Although McCarthy contextualizes his book in a new strand of criticism that addresses law and literature as, in Richard Firth Green's words, "parallel forms of discourse," (3) at times the book seems located in another strand of legal and literary studies described by Green: one that seeks to identify legal practices in literary texts. Literary analysis tends to occur in the second part of each chapter, where literature is shown to illustrate the tensions in medieval marriage laws and theology laid out in the first portion. Literary representations of marriage in this book are thus depicted primarily as reflecting existing theology and law (however contradictory) rather than doing their own ideological work. McCarthy does, however, invoke the classic Althusserian notion of ideology in the introduction as "the imaginary relationship of individuals to their real conditions of existence" (4). From this notion McCarthy makes the convincing assertion that ideology influences practice, but he also collapses the distinction between ideology and practice, asserting that "ideologies are ideas which are expressed through actual material practices" (4). A sharper distinction between ideology and practice might also have been productive in Chapter 5 where McCarthy argues that Church teachings on marital sex (manifested in such prescriptive genres as theology and penitentials) can be taken as unproblematic evidence "about the nature of ecclesiastical intervention and about actual practice" (107). Although McCarthy is careful to indicate his intention is "not to argue against the existence of historical change in medieval thinking about marriage," (159) in practice his decision to move between Anglo-Saxon and late medieval materials within each chapter limits his ability to tie shifting marital ideology to changing social and political contexts. Nonetheless, this structure succeeds in highlighting "continuities in thinking about marriage," as McCarthy suggests.

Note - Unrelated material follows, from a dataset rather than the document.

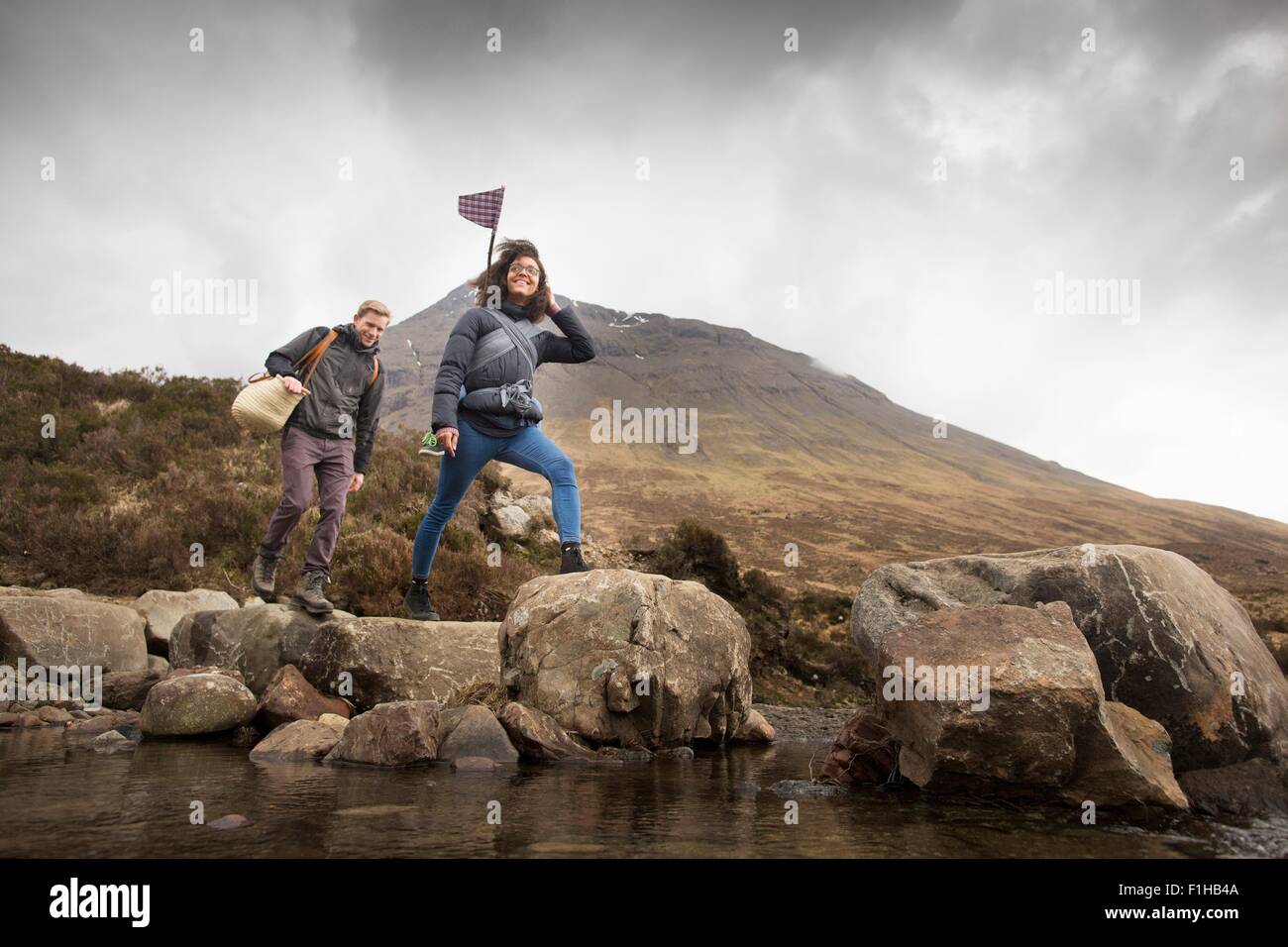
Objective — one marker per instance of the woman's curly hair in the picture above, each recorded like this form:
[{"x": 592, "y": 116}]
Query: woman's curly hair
[{"x": 496, "y": 274}]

Marriage in Medieval England is an ambitious, careful and well-researched account that introduces a new level of juridical subtlety to the analysis of a wide range of medieval marriage texts and provides an insightful characterization of specific tensions within marriage laws and theology. This book will also be a useful guide for those seeking a manageably brief overview of the broad and fast-growing multidisciplinary scholarship on the law, theology and literature of medieval marriage.